Sarah Thornhill
Kate Grenville
(Canongate Books, Edinburgh, 2012); pbk. £7.99
Drawing her New South Wales trilogy to a stunning conclusion, Kate Grenville’s latest novel, Sarah Thornhill, appeals to the romantic soul and the aesthete alike. Once more South-east Australia’s Hawkesbury River provides the mise-en-scène in which the Sydney-born author’s drama unfolds – an untamed coastline that exhibits as much personality as any one of the novel’s nineteenth-century frontier characters.

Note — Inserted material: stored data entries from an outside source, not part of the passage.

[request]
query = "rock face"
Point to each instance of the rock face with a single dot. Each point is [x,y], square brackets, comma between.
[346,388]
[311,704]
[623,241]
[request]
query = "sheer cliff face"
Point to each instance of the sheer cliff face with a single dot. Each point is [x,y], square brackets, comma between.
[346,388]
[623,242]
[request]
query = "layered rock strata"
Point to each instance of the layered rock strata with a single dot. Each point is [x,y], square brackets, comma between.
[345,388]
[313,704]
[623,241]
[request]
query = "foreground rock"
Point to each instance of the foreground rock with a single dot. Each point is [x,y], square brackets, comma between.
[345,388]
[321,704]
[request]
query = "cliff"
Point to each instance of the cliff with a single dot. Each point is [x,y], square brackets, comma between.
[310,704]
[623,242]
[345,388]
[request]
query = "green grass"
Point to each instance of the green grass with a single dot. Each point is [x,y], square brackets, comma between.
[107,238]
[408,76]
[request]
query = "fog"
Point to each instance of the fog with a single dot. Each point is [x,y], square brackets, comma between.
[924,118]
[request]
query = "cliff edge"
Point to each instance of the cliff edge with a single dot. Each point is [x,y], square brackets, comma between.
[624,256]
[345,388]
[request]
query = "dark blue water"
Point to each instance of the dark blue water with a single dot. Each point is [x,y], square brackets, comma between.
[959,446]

Sarah Thornhill is constructed as a sequel to 2005’s multi-award-winning The Secret River, but is just as touching as a stand-alone tale. This time around, the author’s focus shifts from the exploits of the reformed-convict colonist William Thornhill to the adolescent adventures of Thornhill’s youngest daughter, Sarah, whom the family affectionately call Dolly. Aptly nicknamed, her early years are defined by the premature death of her birth mother, and her father’s subsequent hasty remarriage, during which time Sarah is handed from one matriarch to another much like a fragile doll. Her “Pa”’s apparent success in agriculture affords his children a fairly conventional, albeit sheltered, middle-class upbringing, and first impressions suggest that Dolly is as green as the riverbanks upon which her family home resides. Her colloquial, fragmented dialect – though a result of her illiteracy – renders her refreshingly guileless, and it quickly becomes apparent that she possesses a wisdom that is indigenous rather than learned.

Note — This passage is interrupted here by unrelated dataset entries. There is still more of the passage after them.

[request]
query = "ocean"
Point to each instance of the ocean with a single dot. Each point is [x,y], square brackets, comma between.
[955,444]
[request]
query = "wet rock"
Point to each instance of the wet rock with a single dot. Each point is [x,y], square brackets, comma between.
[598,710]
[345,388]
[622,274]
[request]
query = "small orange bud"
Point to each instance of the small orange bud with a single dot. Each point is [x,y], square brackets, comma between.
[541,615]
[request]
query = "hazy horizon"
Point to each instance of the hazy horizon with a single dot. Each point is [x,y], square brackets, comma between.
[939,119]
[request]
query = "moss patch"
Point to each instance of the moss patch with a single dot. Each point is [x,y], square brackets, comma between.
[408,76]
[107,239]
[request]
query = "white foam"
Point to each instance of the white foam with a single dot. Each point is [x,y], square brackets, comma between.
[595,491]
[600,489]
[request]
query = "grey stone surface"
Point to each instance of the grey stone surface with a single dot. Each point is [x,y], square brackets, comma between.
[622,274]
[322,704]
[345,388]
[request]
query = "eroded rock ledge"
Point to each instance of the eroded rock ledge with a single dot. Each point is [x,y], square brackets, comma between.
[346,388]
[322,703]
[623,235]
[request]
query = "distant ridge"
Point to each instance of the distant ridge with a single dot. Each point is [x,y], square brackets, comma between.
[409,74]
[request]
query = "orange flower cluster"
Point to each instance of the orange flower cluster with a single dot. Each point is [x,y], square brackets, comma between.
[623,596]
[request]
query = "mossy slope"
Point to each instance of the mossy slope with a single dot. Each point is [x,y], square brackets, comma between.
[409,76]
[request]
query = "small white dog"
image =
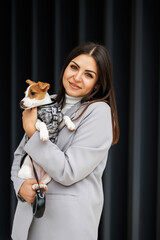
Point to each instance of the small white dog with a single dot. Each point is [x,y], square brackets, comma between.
[50,120]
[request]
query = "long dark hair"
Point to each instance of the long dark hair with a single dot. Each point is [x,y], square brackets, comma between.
[104,90]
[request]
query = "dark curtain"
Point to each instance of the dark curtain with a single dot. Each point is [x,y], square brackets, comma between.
[35,38]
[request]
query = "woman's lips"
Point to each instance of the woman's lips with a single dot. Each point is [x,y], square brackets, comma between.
[73,85]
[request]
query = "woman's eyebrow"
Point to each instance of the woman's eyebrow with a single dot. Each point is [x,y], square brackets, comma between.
[85,70]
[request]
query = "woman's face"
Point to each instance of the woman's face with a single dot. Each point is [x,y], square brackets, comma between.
[80,76]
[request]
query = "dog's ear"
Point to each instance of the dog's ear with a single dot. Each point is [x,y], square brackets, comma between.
[44,86]
[29,82]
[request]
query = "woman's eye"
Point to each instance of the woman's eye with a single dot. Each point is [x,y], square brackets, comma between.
[89,75]
[73,67]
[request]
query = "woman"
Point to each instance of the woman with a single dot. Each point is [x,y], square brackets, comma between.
[74,199]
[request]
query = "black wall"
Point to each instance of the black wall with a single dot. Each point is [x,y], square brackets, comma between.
[35,38]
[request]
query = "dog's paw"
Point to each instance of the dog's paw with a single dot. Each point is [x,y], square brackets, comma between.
[42,185]
[68,122]
[71,126]
[44,136]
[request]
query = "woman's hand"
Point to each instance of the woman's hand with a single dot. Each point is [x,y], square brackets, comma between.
[26,191]
[29,119]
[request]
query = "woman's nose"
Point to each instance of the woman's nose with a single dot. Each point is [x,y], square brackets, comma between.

As adolescence approaches, the childhood Dolly is put away, and a “grown up” Sarah Thornhill emerges. Her passage into womanhood coincides with the return of handsome Jack Langland, a close family friend whom Sarah has always adored. Out of this happy coincidence grows a passionate and, at times, obsessive connection, reminiscent of the savage love between Kathy and Heathcliff in Wuthering Heights. Such parallels only continue when Sarah is forbidden to marry Jack, and has to settle instead for the sober Irish gentleman John Daunt, Grenville’s answer to Brontë’s polite, self-effacing Edgar Linton.

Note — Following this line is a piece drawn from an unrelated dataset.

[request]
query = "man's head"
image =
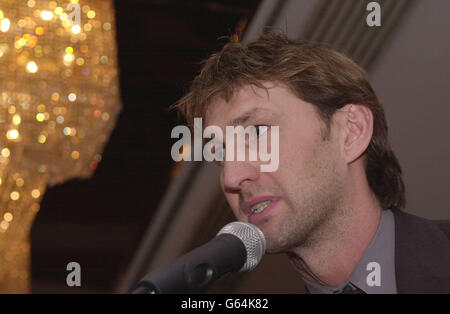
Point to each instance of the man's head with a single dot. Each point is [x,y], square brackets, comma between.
[332,133]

What follows is an intensely affecting tale of life without the happily-ever-after; of learning to love again, and of coming to terms with the resurfacing of long-buried family secrets, which call into question the very essence of what it means to be Sarah Thornhill. Grenville’s novel, which estimable writer and literary editor Diana Athill calls “as gripping and illuminating” as its predecessor, is beautifully crafted. Her keen skill in transplanting her reader into a bygone colonial Australia is as wonderful as it is gentle. Even in the weak light of a Scottish winter’s eve, the heat of the Australian sun could be felt emanating from every page. It is a penetrative warmth that lingers long after you have closed the book. Particularly poignant is Grenville’s triumph in communicating Sarah’s total sense of “unbelonging”, denied from sharing in her father’s English heritage, the customs of her country’s aboriginal people, or her husband’s Irish traditions. Sarah revealingly describes the Hawkesbury community as “a place with no grannies and no grandpas. No aunties, no uncles. No past”. In that single candid remark stripping bare the crude realities of colonialism, her status is fixed as a mere product of Empire.
However, it is Grenville’s acute treatment of grief, richly imagined by Sarah as a “gap left in the ones left behind, a hole that swallowed everything else too”, that truly cuts to the quick; her protagonist’s ability to conquer the sheer agony of separation from loved ones is remarkable in one so young. “Commend thy soul to patience”, she beseeches herself; her capacity to endure undoubtedly becomes her greatest strength and her most endearing characteristic. When a tale is as deeply moving as Sarah Thornhill, its reader cannot help but share in Sarah’s anguish upon reaching the final page. In doing so, they must prepare to be separated from a world of characters whom Grenville ensures are so easy to fall in love with, and so impossible to forget.